In the aftermath of the recent cyberattack on Indian cryptocurrency exchange WazirX, the company has unveiled a grim reality for its customers – 43% of the lost funds are unlikely to be recovered, as indicated by the advice of the company’s legal team. During a virtual press conference held on Monday, WazirX co-founder Nischal Shetty, in collaboration with representatives from restructuring firm Kroll, shed light on the exchange’s strategy to undergo a restructuring process that could stretch over a period of six months.
The focal points of the impending restructuring will include the development of new revenue streams, efforts towards recovering the stolen assets, and providing faster withdrawal options for users in need of immediate access to their funds, the company disclosed.
The cyberattack that transpired, confirmed by WazirX on July 18, resulted in the loss of over $230 million from one of its multisignature wallets. This wallet was operated through Liminal’s digital asset custody and wallet infrastructure. An initial investigation conducted by the company pointed to a discrepancy between the data presented on Liminal’s interface and the actual content of the transaction as the root cause of the attack. Notably, suspicions arose that the attack may have been executed by the Lazarus Group, a notorious cybercriminal organization allegedly tied to North Korea.
Despite adhering to stringent security measures and best practices within the industry, such as maintaining a cold wallet and ensuring the security of hot wallets, WazirX found itself vulnerable to this new form of attack due to the compromise of a third-party entity, Liminal. Nischal Shetty acknowledged the unforeseen nature of the attack and the challenges posed by the compromised third-party system.
In the face of mounting pressure and challenges, WazirX finds itself embroiled in a legal tussle with CoinSwitch, another prominent Indian cryptocurrency exchange, which initiated legal action last week to recover approximately $9.7 million worth of assets trapped on WazirX’s platform. On Tuesday, the Singapore High Court is scheduled to consider WazirX’s plea for six months’ protection as it navigates through the process of restructuring its liabilities post the $234 million loss, accounting for nearly 45% of customer funds.

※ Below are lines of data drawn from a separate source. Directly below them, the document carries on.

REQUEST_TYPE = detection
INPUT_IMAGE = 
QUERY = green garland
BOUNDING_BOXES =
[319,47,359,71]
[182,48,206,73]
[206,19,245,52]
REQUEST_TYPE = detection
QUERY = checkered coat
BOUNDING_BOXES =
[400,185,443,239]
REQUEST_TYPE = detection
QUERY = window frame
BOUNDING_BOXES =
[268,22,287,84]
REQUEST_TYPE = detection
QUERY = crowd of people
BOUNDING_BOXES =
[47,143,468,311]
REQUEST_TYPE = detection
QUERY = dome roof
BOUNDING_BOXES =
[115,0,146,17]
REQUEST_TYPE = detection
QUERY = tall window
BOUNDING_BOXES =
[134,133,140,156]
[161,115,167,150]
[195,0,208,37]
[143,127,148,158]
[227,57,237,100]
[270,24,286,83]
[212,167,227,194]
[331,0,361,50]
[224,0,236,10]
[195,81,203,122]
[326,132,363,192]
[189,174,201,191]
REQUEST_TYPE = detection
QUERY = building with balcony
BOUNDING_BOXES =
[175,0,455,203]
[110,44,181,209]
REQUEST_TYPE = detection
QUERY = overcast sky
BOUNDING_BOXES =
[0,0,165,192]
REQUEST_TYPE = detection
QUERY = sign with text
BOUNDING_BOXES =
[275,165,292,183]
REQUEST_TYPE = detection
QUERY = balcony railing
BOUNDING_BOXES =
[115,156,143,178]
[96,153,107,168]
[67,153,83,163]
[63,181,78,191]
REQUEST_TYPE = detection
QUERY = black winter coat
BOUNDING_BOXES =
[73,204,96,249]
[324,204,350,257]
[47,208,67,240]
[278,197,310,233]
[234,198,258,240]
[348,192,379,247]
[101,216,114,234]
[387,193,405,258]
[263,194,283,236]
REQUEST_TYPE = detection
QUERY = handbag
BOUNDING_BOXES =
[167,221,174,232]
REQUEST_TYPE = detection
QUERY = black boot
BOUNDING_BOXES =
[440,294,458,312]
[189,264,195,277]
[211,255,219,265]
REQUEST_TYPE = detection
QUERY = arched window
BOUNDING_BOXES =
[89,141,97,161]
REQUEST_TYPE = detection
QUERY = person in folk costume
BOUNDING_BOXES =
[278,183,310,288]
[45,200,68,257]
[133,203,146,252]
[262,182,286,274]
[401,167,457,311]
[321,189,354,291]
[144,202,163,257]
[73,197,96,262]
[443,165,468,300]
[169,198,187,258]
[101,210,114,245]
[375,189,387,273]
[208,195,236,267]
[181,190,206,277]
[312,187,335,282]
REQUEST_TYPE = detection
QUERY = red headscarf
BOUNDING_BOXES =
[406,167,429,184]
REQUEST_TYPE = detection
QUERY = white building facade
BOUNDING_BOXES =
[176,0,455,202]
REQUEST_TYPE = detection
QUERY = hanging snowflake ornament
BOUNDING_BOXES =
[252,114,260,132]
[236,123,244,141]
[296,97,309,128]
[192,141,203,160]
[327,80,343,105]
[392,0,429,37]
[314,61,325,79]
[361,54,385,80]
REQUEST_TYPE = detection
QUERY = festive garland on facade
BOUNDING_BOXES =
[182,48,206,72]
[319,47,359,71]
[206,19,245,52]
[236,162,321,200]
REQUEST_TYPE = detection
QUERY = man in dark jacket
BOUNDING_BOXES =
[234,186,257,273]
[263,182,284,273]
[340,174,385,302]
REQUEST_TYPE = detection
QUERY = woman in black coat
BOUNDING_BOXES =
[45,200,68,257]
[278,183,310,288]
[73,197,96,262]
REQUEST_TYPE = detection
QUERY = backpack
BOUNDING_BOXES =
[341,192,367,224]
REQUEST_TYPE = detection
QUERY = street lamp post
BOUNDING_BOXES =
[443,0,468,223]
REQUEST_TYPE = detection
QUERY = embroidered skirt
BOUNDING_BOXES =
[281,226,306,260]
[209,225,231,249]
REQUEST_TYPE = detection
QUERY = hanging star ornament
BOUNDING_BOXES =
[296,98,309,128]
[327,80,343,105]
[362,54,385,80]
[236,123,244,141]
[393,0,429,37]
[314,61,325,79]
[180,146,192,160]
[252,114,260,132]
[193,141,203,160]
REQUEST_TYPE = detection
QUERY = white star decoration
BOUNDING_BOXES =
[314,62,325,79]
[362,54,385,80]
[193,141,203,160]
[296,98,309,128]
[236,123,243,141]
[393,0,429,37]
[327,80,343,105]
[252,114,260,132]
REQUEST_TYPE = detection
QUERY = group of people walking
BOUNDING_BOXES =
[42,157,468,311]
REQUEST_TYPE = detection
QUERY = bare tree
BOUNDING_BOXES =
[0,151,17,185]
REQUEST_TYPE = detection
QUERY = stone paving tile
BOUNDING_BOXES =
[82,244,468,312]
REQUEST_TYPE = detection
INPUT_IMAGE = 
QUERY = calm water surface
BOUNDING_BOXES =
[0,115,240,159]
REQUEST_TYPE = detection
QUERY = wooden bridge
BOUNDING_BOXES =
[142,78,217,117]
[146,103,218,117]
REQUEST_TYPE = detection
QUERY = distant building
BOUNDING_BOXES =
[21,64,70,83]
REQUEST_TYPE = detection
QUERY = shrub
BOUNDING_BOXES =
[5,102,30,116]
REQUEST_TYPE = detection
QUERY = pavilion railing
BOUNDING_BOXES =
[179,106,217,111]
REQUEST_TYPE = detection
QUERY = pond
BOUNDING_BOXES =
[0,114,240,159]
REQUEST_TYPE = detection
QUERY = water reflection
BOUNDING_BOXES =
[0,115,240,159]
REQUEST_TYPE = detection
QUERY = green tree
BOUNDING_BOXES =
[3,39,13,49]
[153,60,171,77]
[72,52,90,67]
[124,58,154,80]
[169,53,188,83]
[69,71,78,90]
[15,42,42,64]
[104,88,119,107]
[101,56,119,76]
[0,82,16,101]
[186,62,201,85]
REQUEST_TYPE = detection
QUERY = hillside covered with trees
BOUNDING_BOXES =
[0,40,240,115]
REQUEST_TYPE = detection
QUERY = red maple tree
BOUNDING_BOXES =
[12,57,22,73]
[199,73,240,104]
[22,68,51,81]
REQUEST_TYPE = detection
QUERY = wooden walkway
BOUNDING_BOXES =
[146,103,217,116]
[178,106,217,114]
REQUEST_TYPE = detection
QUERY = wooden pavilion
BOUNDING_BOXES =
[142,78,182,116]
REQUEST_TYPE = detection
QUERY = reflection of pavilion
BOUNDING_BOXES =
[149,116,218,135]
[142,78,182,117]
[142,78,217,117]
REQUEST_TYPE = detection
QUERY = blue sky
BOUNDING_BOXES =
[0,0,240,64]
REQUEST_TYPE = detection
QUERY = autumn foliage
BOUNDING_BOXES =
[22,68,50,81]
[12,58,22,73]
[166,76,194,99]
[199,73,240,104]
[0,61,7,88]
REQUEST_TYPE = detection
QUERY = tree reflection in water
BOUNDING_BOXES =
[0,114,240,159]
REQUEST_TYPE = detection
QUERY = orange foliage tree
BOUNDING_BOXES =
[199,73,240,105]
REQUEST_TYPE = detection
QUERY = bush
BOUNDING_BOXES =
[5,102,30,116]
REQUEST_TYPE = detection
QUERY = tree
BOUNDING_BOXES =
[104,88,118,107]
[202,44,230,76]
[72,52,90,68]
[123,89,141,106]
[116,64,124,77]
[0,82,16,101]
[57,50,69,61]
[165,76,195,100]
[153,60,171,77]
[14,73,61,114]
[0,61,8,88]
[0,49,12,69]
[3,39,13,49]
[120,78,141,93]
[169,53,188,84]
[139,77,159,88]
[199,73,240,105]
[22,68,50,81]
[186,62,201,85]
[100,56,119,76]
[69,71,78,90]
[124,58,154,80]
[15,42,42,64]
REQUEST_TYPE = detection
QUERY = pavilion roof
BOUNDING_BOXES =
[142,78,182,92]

Shetty emphasized that WazirX is committed to narrowing the gap between the potential recovery and the lost funds, although he acknowledged that the current figures are subject to change as negotiations and discussions evolve in the upcoming weeks. He highlighted the ongoing negotiations and ideation phase, indicating that a clearer picture would emerge over the course of several weeks regarding the steps to bridge the existing gap.
As the cryptocurrency exchange grapples with the aftermath of the cyberattack and strives towards a successful restructuring process, the road ahead remains fraught with challenges and uncertainties. Despite the setbacks, WazirX appears determined to navigate through this turbulent phase and emerge stronger on the other side, albeit with valuable lessons learned along the way.